Ensuring cluster proximity in co-embedding for a selected subset

snap-stanford / SATURN

MIT License

108 stars 17 forks source link

Ensuring cluster proximity in co-embedding for a selected subset #11

Closed lijinbio closed 1 year ago

lijinbio commented 1 year ago

Hello there,

During the co-embedding training using the full-cell clusters, SATURN suggested several novel mappings of clusters. To verify the accuracy of the co-embedding, I ran SATURN on a subset of potential novel clusters. However, it seems that the clusters are no longer overlaid. Can you please advise me on how to configure SATURN to maintain the proximity of the clusters between the full cells and the subset of clusters? Thank you.

Yanay1 commented 1 year ago

I would first suggest to run SATURN multiple times and compare the co-clustering occurrences of cell types from different runs. You can do so using the saturn_multiple_seeds script, as shown in this vignette.

You could do this for different subset levels as well. It could be that all these clusters are very similar.

lijinbio commented 1 year ago

Hi, @Yanay1! I have a question about the inconsistent mapping results I obtained from different seeds. I ran my experiment with multiple seeds (e.g., 8 seeds), and while some clusters consistently overlapped across seeds, others were not stable and showed varying mappings to different clusters. For clusters with novel mappings, some seeds yielded the same results, while others showed differences.

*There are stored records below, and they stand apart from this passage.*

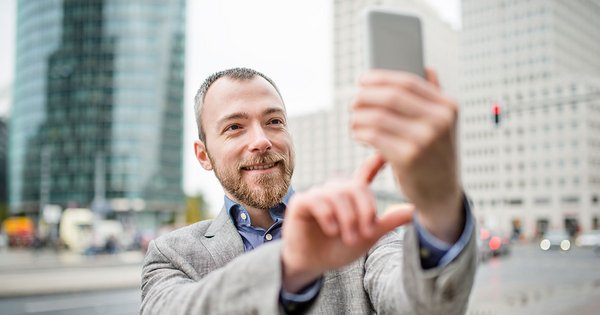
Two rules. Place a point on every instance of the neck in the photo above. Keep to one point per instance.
(260, 217)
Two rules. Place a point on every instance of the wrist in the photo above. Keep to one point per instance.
(445, 220)
(296, 275)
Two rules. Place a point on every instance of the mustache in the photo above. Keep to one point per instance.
(265, 158)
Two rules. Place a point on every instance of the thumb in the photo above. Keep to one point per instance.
(394, 217)
(432, 77)
(369, 168)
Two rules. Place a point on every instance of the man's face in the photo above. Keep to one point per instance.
(247, 142)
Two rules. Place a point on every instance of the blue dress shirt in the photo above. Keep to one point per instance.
(434, 252)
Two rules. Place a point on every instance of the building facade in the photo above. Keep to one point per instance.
(97, 105)
(538, 168)
(324, 147)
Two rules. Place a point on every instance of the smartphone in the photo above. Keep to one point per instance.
(394, 40)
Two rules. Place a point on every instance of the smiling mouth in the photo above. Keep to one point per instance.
(259, 167)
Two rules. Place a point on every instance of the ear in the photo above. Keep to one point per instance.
(202, 155)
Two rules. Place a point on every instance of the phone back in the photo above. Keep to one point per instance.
(394, 41)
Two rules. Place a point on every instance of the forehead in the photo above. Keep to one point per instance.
(227, 96)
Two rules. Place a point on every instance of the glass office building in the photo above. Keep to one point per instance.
(97, 115)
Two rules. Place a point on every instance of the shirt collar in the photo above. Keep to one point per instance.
(240, 215)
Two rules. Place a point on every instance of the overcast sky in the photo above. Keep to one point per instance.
(291, 41)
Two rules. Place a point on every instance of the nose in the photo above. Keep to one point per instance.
(259, 142)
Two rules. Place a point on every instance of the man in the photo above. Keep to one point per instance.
(335, 255)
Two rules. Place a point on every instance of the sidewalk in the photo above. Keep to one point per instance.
(27, 273)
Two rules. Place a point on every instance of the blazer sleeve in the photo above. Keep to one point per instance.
(397, 284)
(248, 284)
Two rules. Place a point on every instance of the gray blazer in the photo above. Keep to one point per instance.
(202, 269)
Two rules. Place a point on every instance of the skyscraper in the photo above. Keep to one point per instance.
(97, 105)
(538, 168)
(324, 147)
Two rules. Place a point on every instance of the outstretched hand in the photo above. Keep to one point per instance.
(330, 226)
(412, 124)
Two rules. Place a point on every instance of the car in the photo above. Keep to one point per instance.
(491, 244)
(556, 239)
(589, 239)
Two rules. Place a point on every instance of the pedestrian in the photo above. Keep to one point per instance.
(323, 251)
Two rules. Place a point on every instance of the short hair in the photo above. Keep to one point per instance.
(240, 74)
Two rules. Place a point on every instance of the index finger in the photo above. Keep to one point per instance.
(369, 168)
(409, 81)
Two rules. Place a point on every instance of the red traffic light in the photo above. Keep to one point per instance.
(496, 109)
(496, 113)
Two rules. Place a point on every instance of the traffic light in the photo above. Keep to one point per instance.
(496, 113)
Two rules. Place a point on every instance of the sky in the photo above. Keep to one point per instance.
(290, 41)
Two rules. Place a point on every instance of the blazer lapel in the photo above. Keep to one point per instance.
(223, 240)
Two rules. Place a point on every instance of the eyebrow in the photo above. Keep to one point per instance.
(244, 115)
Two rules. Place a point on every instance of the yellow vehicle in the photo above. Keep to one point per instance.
(20, 231)
(76, 228)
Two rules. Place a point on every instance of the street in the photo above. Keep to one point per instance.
(528, 281)
(531, 281)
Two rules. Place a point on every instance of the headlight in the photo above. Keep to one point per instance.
(565, 245)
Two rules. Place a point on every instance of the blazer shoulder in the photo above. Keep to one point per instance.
(185, 234)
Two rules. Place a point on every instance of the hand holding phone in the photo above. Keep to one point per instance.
(394, 41)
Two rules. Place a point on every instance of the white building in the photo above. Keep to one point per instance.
(324, 148)
(539, 60)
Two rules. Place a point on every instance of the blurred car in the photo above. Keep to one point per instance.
(492, 244)
(590, 239)
(557, 239)
(20, 231)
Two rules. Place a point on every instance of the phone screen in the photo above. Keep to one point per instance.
(394, 41)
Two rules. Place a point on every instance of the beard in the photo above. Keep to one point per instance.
(272, 187)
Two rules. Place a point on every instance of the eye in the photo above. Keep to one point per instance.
(276, 121)
(233, 127)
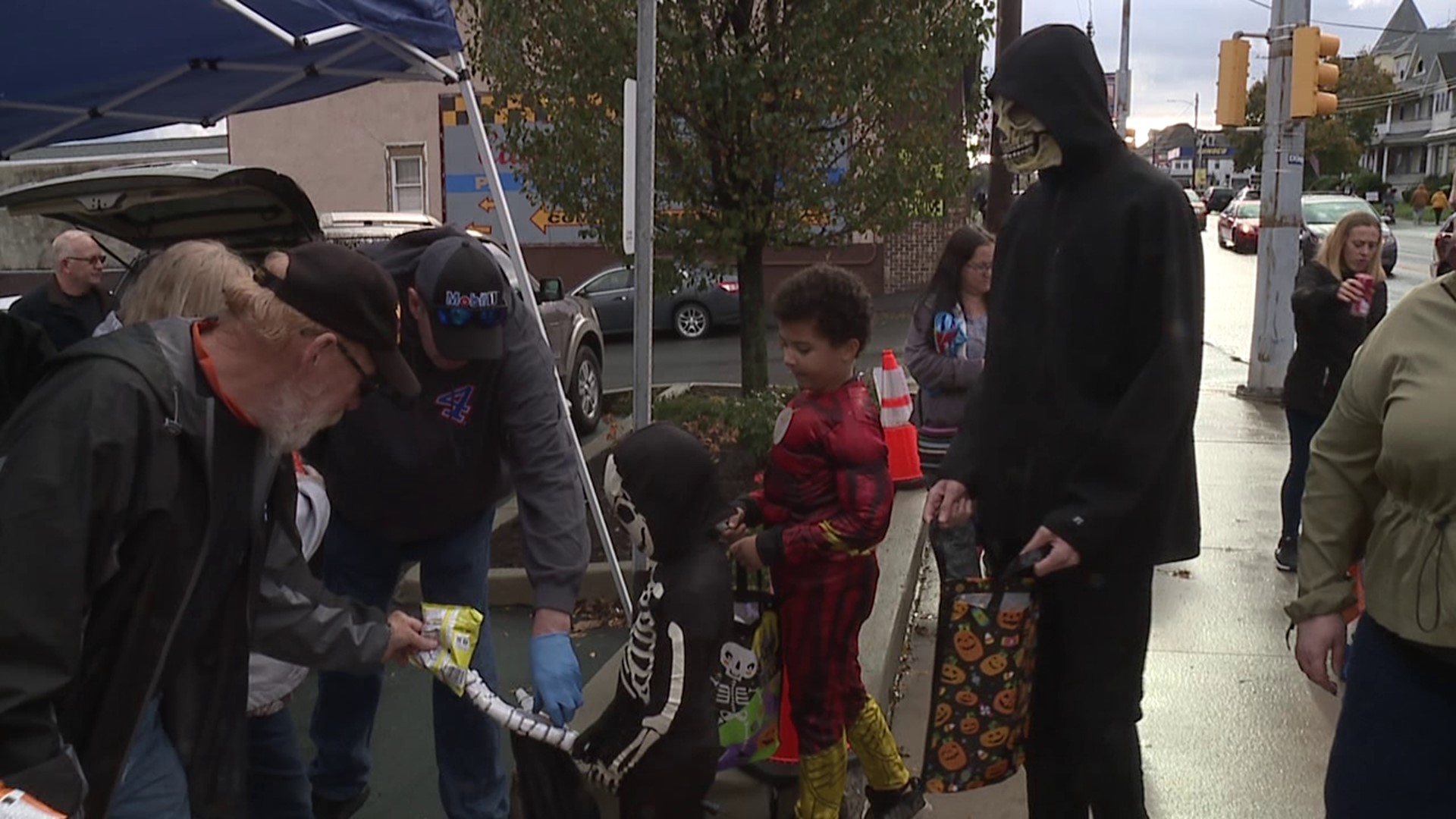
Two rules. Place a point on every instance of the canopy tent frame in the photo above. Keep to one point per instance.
(422, 66)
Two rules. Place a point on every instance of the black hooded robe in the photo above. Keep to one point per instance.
(1084, 419)
(670, 482)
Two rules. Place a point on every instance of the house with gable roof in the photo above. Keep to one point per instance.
(1419, 134)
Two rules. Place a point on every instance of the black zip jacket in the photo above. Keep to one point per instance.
(1326, 338)
(112, 541)
(50, 308)
(1084, 419)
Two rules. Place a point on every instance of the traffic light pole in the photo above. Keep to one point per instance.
(998, 200)
(1280, 188)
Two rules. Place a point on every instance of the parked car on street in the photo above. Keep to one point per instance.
(701, 300)
(1320, 213)
(255, 210)
(1218, 199)
(1239, 226)
(1200, 212)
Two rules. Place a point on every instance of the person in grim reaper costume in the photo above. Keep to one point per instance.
(1081, 435)
(657, 742)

Do you have any suggestions for interpreting these inconsistent mappings obtained from different seeds? Thank you!

Yanay1 commented 1 year ago

What kinds of tissues/species/cell types are you integrating? It might be difficult to draw conclusions if the clustering results are not consistent, but it could be useful to do differential macrogene expression between the clusters. Could the different clusters all be biologically related?

lijinbio commented 1 year ago

Hey @Yanay1. I am currently integrating cell types from the same tissues across 3 different species, and I have observed that unstable clusters are biologically relevant based on the literature. Can you provide further insights on why different seed values may result in unstable mapping for specific clusters? Thank you.

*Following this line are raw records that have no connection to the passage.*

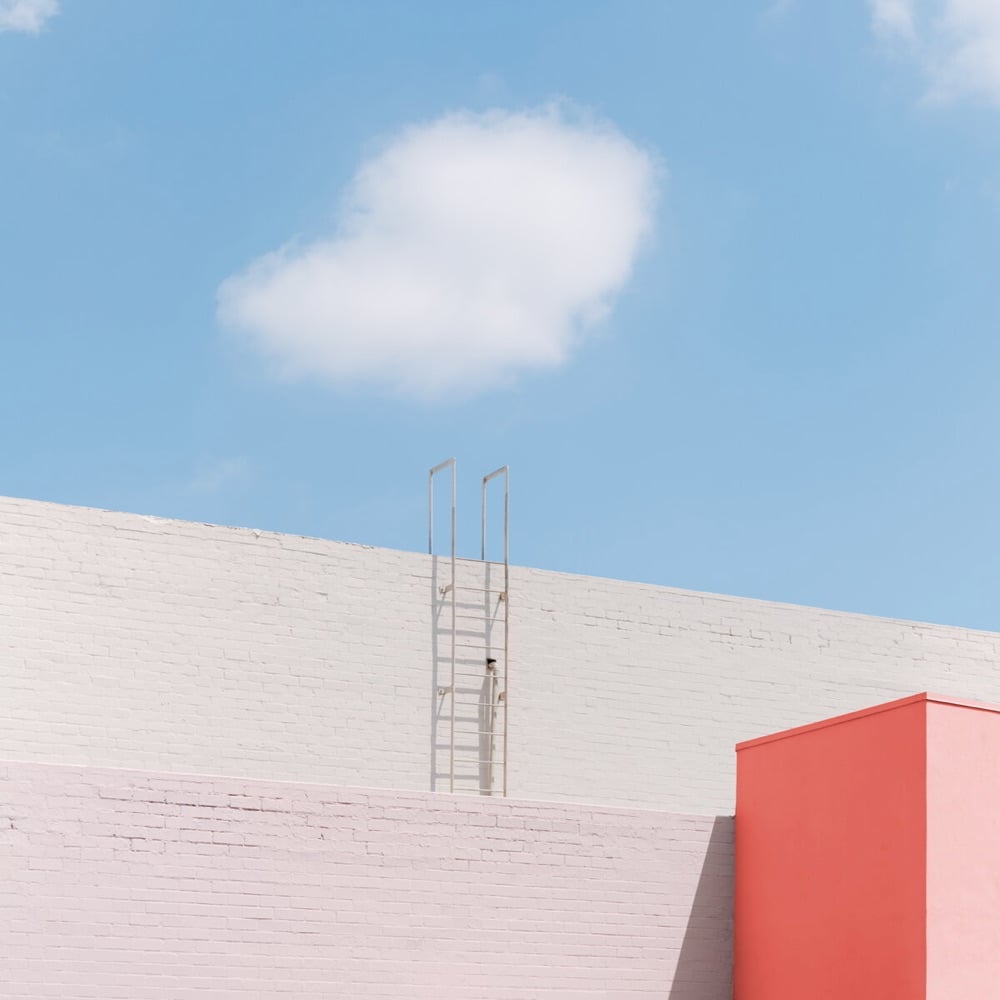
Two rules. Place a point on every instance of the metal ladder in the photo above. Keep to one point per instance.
(471, 631)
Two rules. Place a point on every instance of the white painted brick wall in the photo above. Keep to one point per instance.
(128, 641)
(121, 885)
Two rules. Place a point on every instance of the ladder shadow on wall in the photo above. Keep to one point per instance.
(479, 733)
(705, 962)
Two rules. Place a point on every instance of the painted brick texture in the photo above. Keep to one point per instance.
(128, 641)
(119, 885)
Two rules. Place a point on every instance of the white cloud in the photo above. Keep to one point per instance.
(956, 42)
(26, 15)
(472, 248)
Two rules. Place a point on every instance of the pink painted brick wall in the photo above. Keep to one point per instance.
(134, 885)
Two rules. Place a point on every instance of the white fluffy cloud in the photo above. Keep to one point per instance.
(26, 15)
(470, 249)
(957, 43)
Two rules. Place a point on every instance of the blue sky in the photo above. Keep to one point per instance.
(775, 378)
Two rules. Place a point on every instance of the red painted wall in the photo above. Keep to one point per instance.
(963, 852)
(830, 859)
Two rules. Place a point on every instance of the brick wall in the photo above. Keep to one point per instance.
(131, 641)
(142, 886)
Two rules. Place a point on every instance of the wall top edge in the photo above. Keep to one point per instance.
(888, 706)
(248, 534)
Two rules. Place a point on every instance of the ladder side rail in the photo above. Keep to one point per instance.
(449, 463)
(504, 471)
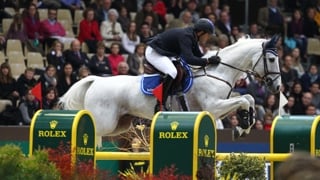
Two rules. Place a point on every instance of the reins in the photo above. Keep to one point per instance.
(248, 72)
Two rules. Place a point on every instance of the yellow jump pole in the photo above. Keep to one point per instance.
(122, 156)
(219, 156)
(265, 156)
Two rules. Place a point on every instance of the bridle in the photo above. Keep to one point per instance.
(267, 80)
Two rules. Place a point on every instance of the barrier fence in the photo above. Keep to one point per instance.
(186, 139)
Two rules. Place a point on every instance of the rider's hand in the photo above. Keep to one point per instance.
(214, 60)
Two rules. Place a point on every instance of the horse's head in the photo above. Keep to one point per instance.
(267, 66)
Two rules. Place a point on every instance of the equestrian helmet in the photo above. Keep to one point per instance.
(205, 25)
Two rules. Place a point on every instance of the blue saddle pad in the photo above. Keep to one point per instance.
(151, 81)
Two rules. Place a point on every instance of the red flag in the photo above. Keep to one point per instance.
(37, 92)
(157, 92)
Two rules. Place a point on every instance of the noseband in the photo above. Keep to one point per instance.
(267, 80)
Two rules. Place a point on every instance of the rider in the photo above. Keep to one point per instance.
(163, 48)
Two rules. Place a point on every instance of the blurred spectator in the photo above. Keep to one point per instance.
(51, 29)
(295, 32)
(310, 76)
(3, 14)
(315, 91)
(99, 63)
(215, 7)
(50, 98)
(124, 18)
(310, 27)
(123, 68)
(48, 78)
(224, 25)
(299, 108)
(212, 17)
(267, 121)
(8, 85)
(271, 104)
(89, 31)
(31, 23)
(111, 30)
(297, 60)
(84, 71)
(29, 105)
(259, 125)
(271, 18)
(136, 60)
(160, 9)
(55, 56)
(311, 109)
(115, 58)
(66, 79)
(176, 7)
(147, 10)
(296, 92)
(26, 81)
(149, 19)
(288, 74)
(205, 11)
(192, 8)
(287, 109)
(17, 31)
(102, 10)
(223, 41)
(75, 56)
(185, 20)
(144, 32)
(131, 5)
(72, 5)
(130, 39)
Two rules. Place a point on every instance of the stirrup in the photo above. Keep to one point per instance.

lijinbio commented 1 year ago

Hey @Yanay1. Is it advisable to optimize certain hyperparameters in metric learning in order to achieve a consistent mapping, such as using k-MNN (k>1) for anchor cells or exploring different distance metrics? Your insights and recommendations would be greatly appreciated. Thank you.

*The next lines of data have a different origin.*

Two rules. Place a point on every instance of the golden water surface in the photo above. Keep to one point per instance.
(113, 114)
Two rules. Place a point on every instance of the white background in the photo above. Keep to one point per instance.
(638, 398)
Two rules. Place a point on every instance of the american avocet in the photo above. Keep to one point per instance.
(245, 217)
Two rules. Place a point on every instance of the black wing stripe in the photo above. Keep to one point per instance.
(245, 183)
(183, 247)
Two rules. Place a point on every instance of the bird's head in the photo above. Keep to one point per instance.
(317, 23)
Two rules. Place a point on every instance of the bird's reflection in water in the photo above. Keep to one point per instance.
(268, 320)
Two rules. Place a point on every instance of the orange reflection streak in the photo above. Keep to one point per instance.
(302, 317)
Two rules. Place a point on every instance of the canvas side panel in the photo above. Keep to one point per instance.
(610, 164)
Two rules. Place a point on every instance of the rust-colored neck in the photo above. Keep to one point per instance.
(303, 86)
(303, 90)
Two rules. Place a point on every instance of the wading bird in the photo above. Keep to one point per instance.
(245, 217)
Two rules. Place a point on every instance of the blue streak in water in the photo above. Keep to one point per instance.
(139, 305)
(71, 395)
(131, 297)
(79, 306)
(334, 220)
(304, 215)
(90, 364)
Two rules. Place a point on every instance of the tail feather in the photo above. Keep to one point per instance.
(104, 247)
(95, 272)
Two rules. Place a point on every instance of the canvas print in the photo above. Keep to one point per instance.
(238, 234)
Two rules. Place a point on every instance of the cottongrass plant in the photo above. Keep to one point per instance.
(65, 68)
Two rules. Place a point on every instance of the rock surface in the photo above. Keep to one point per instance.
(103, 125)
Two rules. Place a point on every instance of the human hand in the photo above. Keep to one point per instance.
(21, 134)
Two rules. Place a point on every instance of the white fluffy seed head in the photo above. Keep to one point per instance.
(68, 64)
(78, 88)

Yanay1 commented 1 year ago

Hi (sorry for the late reply!), we did not explore using k>1 during metric learning or different distance metrics, so it might be interesting to see those results! The embedding dimension is fairly high (256 by default) so different distance metrics might be very similar to each other. For increasing k>1, there might be some extra considerations because we use mutual nearest neighbors.